The Parish Church of All Saints', which dates to the mid-12th century, is a Grade I listed building. Within the church chancel is a 14th-century Purbeck marble figurative floor slab to the memory of a rector of Middleton, died 1349. The parish register dates to 1700. The church seats 150. All Saints' Church was restored in the 19th century, when the bell turret and south porch were rebuilt, a vestry added to the north, and an organ chamber installed. The living at the time was a rectory with a residence and 40 acre of glebe - land used for the support of the parish priest and church. In 1882 an oil-on-canvas painting of the Annunciation was reported to be above All Saints' chancel arch, which might have been the work of the 16th-century artist Andrea Schiavone. The rectory house was noted between 1882 and 1902, but not in 1914, as "beautifully situated with a small park in front and contains a splendid collection of oil and water colour paintings by English, Dutch, Flemish, French and Italian masters".

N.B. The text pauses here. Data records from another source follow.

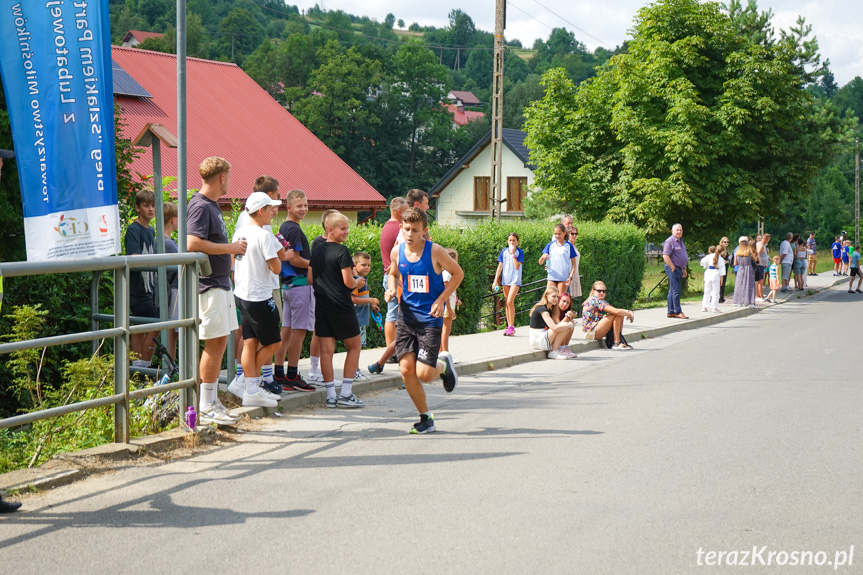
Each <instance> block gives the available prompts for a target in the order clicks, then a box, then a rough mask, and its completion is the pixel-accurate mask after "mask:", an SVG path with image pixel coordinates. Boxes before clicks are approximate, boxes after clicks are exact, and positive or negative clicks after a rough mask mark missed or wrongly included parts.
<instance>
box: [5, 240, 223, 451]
mask: <svg viewBox="0 0 863 575" xmlns="http://www.w3.org/2000/svg"><path fill="white" fill-rule="evenodd" d="M177 265H179V266H180V268H179V274H178V281H179V284H178V295H177V303H178V317H179V318H180V319H177V320H165V319H164V318H165V317H166V316H165V312H164V311H163V312H162V318H161V319H153V318H134V317H130V315H129V270H131V269H135V270H143V271H147V269H148V268H150V269H151V270H152V269H158V268H160V267H162V268H164V267H165V266H177ZM199 266H200V267H202V268H204V270H206V269H207V268H208V266H209V261H208V259H207V256H206V255H205V254H202V253H197V252H195V253H181V254H156V255H137V256H116V257H96V258H80V259H68V260H61V261H48V262H6V263H2V264H0V270H2V273H3V276H4V277H5V278H14V277H28V276H35V275H46V274H60V273H77V272H93V281H92V282H91V284H90V298H91V302H90V305H91V318H90V321H91V327H92V328H93V329H92V330H91V331H87V332H80V333H72V334H64V335H58V336H52V337H43V338H38V339H30V340H22V341H16V342H10V343H3V344H0V355H3V354H8V353H12V352H15V351H21V350H26V349H37V348H43V347H48V346H55V345H67V344H72V343H80V342H85V341H91V342H93V345H94V353H95V349H96V348H97V347H98V346H97V344H98V341H99V340H101V339H106V338H111V339H112V340H113V343H114V393H113V394H112V395H108V396H105V397H100V398H97V399H91V400H87V401H81V402H77V403H71V404H67V405H62V406H59V407H54V408H50V409H43V410H39V411H33V412H30V413H25V414H22V415H16V416H13V417H8V418H5V419H0V428H6V427H17V426H21V425H25V424H27V423H32V422H34V421H39V420H42V419H49V418H52V417H58V416H60V415H66V414H68V413H74V412H77V411H85V410H88V409H92V408H96V407H103V406H106V405H113V406H114V441H115V442H118V443H128V442H129V439H130V436H129V434H130V429H129V422H130V418H129V410H130V405H131V402H132V401H133V400H137V399H143V398H145V397H148V396H151V395H155V394H157V393H165V392H167V391H173V390H178V391H180V408H181V413H182V412H183V411H185V410H186V407H187V406H188V405H189V404H190V402H191V397H192V392H191V388H193V387H194V386H195V385H196V384H197V369H198V364H197V357H198V332H197V323H198V320H197V319H196V318H197V316H198V313H197V307H198V298H197V294H198V275H199V273H200V270H199ZM105 271H113V272H114V313H113V314H102V313H100V312H99V298H98V287H99V280H100V278H101V276H102V274H103V273H104V272H105ZM163 309H164V308H163ZM109 322H110V323H112V324H113V327H111V328H105V329H100V327H99V326H100V324H101V323H109ZM169 329H178V330H179V337H178V340H177V345H178V349H179V354H178V355H179V361H178V363H179V367H180V374H179V381H176V382H174V383H169V384H167V385H159V386H155V385H154V386H150V387H146V388H143V389H137V390H134V391H132V390H130V389H129V379H130V378H129V373H130V367H129V337H130V336H131V335H133V334H137V333H147V332H151V331H156V330H169ZM140 371H144V372H146V371H147V370H145V369H141V370H140Z"/></svg>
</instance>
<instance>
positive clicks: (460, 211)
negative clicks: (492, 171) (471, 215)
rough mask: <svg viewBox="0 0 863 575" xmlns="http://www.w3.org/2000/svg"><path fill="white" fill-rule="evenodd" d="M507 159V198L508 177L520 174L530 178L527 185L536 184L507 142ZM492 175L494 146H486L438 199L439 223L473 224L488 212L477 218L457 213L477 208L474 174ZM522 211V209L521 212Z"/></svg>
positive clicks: (446, 189) (530, 173)
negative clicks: (493, 150) (492, 154)
mask: <svg viewBox="0 0 863 575" xmlns="http://www.w3.org/2000/svg"><path fill="white" fill-rule="evenodd" d="M501 158H502V161H503V166H502V174H503V181H502V182H501V183H502V186H503V190H502V194H503V197H504V198H506V179H507V178H516V177H526V178H527V185H528V186H532V185H533V172H532V171H531V170H530V169H528V168H526V167H524V164H523V163H522V162H521V160H519V159H518V157H517V156H516V155H515V154H513V153H512V151H510V149H509V148H507V147H506V145H504V147H503V151H502V153H501ZM482 176H485V177H491V146H490V145H489V146H486V147H485V149H484V150H483V151H482V152H480V153H479V155H478V156H477V157H476V158H474V159H473V161H471V162H470V167H469V168H465V169H462V170H461V173H459V174H458V175H457V176H456V177H455V178H454V179H453V180H452V181H451V182H450V183H449V185H448V186H447V187H445V188H444V189H443V190H441V192H440V197H438V199H437V200H436V201H437V206H436V207H437V214H436V215H437V222H438V223H439V224H441V225H445V226H463V225H473V224H475V223H476V222H478V221H481V220H482V219H485V218H487V217H488V215H480V214H477V215H476V216H473V217H464V216H459V215H458V214H457V212H472V211H473V179H474V177H482ZM517 213H520V212H517ZM501 215H502V216H503V217H506V204H504V212H503V213H502V214H501Z"/></svg>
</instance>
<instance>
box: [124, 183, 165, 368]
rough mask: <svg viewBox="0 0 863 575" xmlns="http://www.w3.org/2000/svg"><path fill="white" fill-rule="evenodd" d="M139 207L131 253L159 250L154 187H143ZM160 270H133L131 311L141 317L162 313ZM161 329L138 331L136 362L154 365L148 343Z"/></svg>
mask: <svg viewBox="0 0 863 575" xmlns="http://www.w3.org/2000/svg"><path fill="white" fill-rule="evenodd" d="M135 211H136V212H138V217H137V218H136V219H135V221H134V222H132V223H131V224H129V227H128V228H126V237H125V238H124V239H123V244H124V246H125V248H126V255H127V256H136V255H147V254H152V253H155V251H156V250H155V245H156V233H155V232H154V231H153V228H151V227H150V221H151V220H152V219H153V218H154V217H155V216H156V199H155V196H153V192H152V191H150V190H141V191H140V192H138V193H137V194H135ZM155 281H156V274H155V273H154V272H142V271H137V270H131V271H129V301H130V304H131V305H130V308H131V314H132V315H133V316H138V317H159V310H157V309H156V301H155V299H154V297H155V290H154V286H155ZM156 333H157V332H147V333H136V334H134V335H132V337H131V342H130V343H131V347H132V349H131V351H132V353H134V354H135V355H136V356H137V357H138V359H136V360H134V361H133V362H132V365H135V366H140V367H144V366H147V365H150V360H151V359H152V358H153V348H152V347H150V346H149V345H148V342H149V341H151V339H150V338H151V337H153V336H154V335H156Z"/></svg>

At the centre of Middleton Hall Farm is Middleton Hall, built in 1864 but today unlisted; it is part surrounded by a mutilated rectangular moat as a listed monument.

A Grade II listed thatched two-storey cottage dating to the 17th century is 250 yd southeast from the church on a minor road to Henny Street. South from the church by 60 yd, and with access from Rectory Road is Queens Beeches, a Grade II listed early 19th-century grey brick house with attached stables and carriage house.